🤖 AI Summary
Underwater sonar image classification suffers from model bias and poor generalization due to overreliance on seafloor background cues. Method: This paper proposes a novel framework integrating contrastive machine unlearning with explainable AI (XAI). It introduces a Target-Contrastive Unlearning (TCU) module to suppress background bias and establishes the “Unlearn-to-Explain Sonar” framework, adaptively coupling the unlearning process with LIME for fine-grained, trustworthy attribution visualization. Additionally, an enhanced triplet loss and supervised contrastive learning are incorporated to improve unlearning precision. Contribution/Results: Experiments on both real and synthetic sonar datasets demonstrate that the method significantly reduces background bias, enhances model robustness and cross-scene generalization, and provides verifiable, interpretable decision rationales—establishing a new paradigm for safe and trustworthy underwater AI recognition.
📝 Abstract
Acoustic sonar image analysis plays a critical role in object detection and classification, with applications in both civilian and defense domains. Despite the availability of real and synthetic datasets, existing AI models that achieve high accuracy often over-rely on seafloor features, leading to poor generalization.
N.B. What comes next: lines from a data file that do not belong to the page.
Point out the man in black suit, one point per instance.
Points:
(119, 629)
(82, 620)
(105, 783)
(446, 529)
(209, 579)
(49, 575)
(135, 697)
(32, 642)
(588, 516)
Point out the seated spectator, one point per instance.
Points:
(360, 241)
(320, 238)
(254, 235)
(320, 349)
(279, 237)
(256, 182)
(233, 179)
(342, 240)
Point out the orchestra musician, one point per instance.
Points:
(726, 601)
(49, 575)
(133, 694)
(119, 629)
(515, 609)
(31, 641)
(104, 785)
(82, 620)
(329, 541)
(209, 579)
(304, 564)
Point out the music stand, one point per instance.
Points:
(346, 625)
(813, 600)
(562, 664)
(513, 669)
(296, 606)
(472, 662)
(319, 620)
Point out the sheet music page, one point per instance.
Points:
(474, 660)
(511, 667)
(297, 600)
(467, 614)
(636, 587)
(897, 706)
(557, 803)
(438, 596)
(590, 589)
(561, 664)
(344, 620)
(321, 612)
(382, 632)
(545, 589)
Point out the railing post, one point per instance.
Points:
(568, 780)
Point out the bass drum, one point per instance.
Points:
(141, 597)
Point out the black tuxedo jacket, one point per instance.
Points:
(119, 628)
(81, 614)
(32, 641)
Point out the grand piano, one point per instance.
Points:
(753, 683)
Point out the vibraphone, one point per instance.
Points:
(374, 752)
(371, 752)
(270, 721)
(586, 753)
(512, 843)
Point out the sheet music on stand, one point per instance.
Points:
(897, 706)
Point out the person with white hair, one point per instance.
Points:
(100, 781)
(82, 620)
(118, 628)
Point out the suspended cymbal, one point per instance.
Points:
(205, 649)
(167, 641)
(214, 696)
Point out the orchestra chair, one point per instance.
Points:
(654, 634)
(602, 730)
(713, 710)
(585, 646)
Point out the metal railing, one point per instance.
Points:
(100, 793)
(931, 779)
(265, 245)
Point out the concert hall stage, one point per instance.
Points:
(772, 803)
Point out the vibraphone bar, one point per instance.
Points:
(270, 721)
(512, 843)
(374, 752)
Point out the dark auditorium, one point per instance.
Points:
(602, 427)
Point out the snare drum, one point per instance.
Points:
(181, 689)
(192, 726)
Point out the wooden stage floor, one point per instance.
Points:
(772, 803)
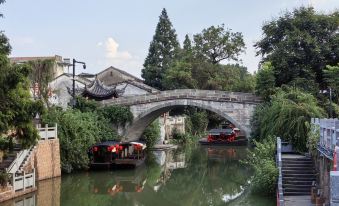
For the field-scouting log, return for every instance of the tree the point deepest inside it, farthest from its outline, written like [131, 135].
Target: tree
[42, 74]
[17, 109]
[163, 49]
[299, 45]
[152, 133]
[217, 43]
[265, 81]
[285, 116]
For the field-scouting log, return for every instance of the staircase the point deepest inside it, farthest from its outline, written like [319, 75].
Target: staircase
[298, 173]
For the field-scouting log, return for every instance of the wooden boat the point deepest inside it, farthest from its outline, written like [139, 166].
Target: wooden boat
[113, 154]
[131, 154]
[225, 136]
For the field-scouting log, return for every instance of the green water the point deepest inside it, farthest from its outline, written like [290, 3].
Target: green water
[187, 176]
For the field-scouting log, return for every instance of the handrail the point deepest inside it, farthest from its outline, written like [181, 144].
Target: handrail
[280, 192]
[47, 133]
[15, 165]
[23, 182]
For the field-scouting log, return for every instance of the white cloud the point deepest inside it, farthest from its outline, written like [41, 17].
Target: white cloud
[112, 50]
[123, 60]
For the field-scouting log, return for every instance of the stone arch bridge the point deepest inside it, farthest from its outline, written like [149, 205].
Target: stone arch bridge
[236, 107]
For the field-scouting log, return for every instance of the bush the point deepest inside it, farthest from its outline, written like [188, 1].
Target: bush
[286, 115]
[77, 131]
[152, 134]
[179, 137]
[262, 160]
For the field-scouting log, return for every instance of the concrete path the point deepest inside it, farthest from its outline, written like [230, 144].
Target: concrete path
[298, 201]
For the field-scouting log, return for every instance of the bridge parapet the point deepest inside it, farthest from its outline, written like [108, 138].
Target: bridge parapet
[207, 95]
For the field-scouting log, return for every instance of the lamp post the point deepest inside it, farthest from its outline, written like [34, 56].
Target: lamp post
[84, 66]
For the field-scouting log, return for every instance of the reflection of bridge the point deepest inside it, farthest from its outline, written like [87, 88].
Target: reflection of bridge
[233, 106]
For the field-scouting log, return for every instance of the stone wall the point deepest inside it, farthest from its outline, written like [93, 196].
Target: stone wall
[47, 159]
[323, 168]
[49, 192]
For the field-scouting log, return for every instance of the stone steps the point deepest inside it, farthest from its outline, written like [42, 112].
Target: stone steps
[298, 175]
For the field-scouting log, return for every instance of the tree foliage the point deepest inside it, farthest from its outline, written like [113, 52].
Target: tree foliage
[265, 81]
[217, 43]
[300, 44]
[152, 134]
[42, 74]
[77, 131]
[17, 109]
[163, 49]
[263, 162]
[286, 115]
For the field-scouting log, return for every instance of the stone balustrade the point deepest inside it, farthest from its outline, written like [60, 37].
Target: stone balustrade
[207, 95]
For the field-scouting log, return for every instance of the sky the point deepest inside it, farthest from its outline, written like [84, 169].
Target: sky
[116, 33]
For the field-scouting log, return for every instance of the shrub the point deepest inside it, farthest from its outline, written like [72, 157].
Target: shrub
[151, 134]
[77, 131]
[262, 160]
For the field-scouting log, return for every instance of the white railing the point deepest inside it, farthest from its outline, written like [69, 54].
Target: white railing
[23, 182]
[329, 134]
[20, 157]
[280, 192]
[47, 133]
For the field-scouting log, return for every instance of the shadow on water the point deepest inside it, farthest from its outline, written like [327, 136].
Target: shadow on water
[186, 176]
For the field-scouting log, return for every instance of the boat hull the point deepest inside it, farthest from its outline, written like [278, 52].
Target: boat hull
[237, 142]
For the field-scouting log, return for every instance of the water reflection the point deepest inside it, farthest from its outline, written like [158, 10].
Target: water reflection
[187, 176]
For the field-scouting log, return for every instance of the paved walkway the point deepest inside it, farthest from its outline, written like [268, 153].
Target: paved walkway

To mitigate this issue, we propose a novel framework that integrates two key modules: (i) a Targeted Contrastive Unlearning (TCU) module, which extends the traditional triplet loss to reduce seafloor-induced background bias and improve generalization, and (ii) the Unlearn to Explain Sonar Framework (UESF), which provides visual insights into what the model has deliberately forgotten while adapting the LIME explainer to generate more faithful and localized attributions for unlearning evaluation. Extensive experiments across both real and synthetic sonar datasets validate our approach, demonstrating significant improvements in unlearning effectiveness, model robustness, and interpretability.